21 お茶会まであと何分?

※この小説には☆表記が多用されています。

予めご了承ください。



■□■




「すっごいナー。あんなに運命が絡まった子は初めて見ましたヨ☆」



魔法をかけたオペラグラスで覗いた先に見えたのは依頼人の想い人。

その想い人には身体中を覆うような黒い糸が見えた。

十中八九、依頼人が巻き付けた執着と束縛の糸。

まるで蜘蛛の糸だねー☆

なんて依頼人に聞かれないくらいの小さな声で他人事のように呟いて。



「で。ワタシはあの子に絡み付いた糸をより強固なものニにすればイイんですネ☆」


「話が早くて助かるな。出来るか?」


「リスクもそれなりだって承知しててくれるナラ喜んデ引き受けますヨ☆」


「…リスク?」


「運命の黒い糸って云うのは案外脆いモノなんですヨ。もしもアノ子がアナタ以外に揺れた場合『永遠』は保証しかねマス☆もちろん逆も然りデス☆」



最終的に決めるのは運命じゃなくて本人ってやつデスカラー☆


そう依頼人の青年に言えば青年はニヤリとどこかの国の猫みたいに笑った。

ああそう言えば。あの猫にも最近会ってませんネ。

この仕事が終わったらお茶会にデモ行ってみまショウ。



「ハッ。構わん、どうせ何も変わらなんからな」


「ソウデスカ☆」



自信満々に言う依頼人に対してニコリと道化のように笑う。

上等なスーツを纏った青年は懐から紙とペンを取り出しサラサラと何かを書き出した。



「この額でどうだ」



何を書いているのかと思えばワタシに払う額だったらしい。

小切手にはこの国の平民が一生をかけてやっと手に入るような金額が綴られていた。

運命を強固にする為だけにそんな額をポンッと出す依頼人に呆れを抱きそうだ。

まあ、ワタシはお金さえ払ってくれたらソレでイイんだけどー。


小切手に書かれた金額を見て、彼女の運命を弄る事に果たして釣り合うかを考える。


ヒト一人の運命。

運命の糸の先は目の前の青年に繋がれている。

頼まれたことは二人の運命をより強固なものにすること。

それこそ未来永劫離れられないくらいの太い太い簡単には千切れない糸を。

ううーん…。



「……分かりマシタ。ワリに合う額なようデスシ☆お引き受けシマス」


「ならこれから頼む」


「ハイ☆お任せクダサイ」



言うだけ言って立ち上がった青年に対して営業スマイルを浮かべて見送る。

青年は妙に上機嫌な様子で店を出ていった。


ふう、と一息。

そしてもう一度オペラグラスで依頼人の想い人を見る。


もし具現化していたなら窒息しかねない量の運命の糸をグルグルと身体に巻き付けられた彼女。

何度見ても隙間はなさそうに見える。

けれどよくよく神経を澄ませてみれば、たった一本だが他の糸とは種類が違う細い糸が見えた。

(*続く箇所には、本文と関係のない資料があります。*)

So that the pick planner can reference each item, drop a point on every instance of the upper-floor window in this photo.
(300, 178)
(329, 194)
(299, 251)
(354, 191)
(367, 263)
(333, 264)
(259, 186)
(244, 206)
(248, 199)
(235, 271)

その一本の糸は細いながらもしっかりと左手の薬指に巻き付いていた。

くふり、込み上げた笑いを堪えてもう見えない青年を内心で嗤う。


ワタシが掛ける呪いで彼女はなんの滞りもなく依頼人の手に落ちるのだろう。

けれど人は移ろいやすい生き物だって知らないのかしら?



「未来のアナタがカノジョを想っている確率は必ずしも100%じゃないんデスヨ☆」



そもそも運命の糸を弄るだなんて行為自体、相手を信じてないって言ってる様なものなのに。

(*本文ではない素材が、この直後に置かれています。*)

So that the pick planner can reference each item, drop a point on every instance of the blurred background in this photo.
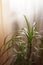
(12, 11)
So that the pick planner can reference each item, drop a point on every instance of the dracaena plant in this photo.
(22, 45)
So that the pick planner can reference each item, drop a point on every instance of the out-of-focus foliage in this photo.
(24, 46)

そんな脆い感情で糸だけを巻き付けて、ワタシなんかに呪いを頼んでしまった。


運命は一秒一秒変わっていくのにね。

ワタシの元にアナタが訪れたことで運命は変わった。

左手の薬指にある糸は彼女の指には本来違う、つまりは依頼人のものがあった。

けれど今は違う。

しかもよりにもよって『永遠』を結ぶ左手の薬指に違う人間の糸が結ばれている。

それの意味することは一つ。



「永遠は一度でも疑ったら訪れない」



それが分からなかったアナタには彼女との永遠は永劫ないのデショウね。

話が違う?いえいえワタシはちゃあんと『リスク』があるって言いましたヨ。


恨むなら彼女を疑った自分にしてクダサイネ。

ワタシは言われたことを言われたままにやってるだけで、その後に関しては一切合切かんけーアリマセンから☆



「さて。さっさと片付けて美味しい紅茶デモ飲みに行きまショウかネ☆」



くふりと笑って、ワタシはオペラグラスを置いた。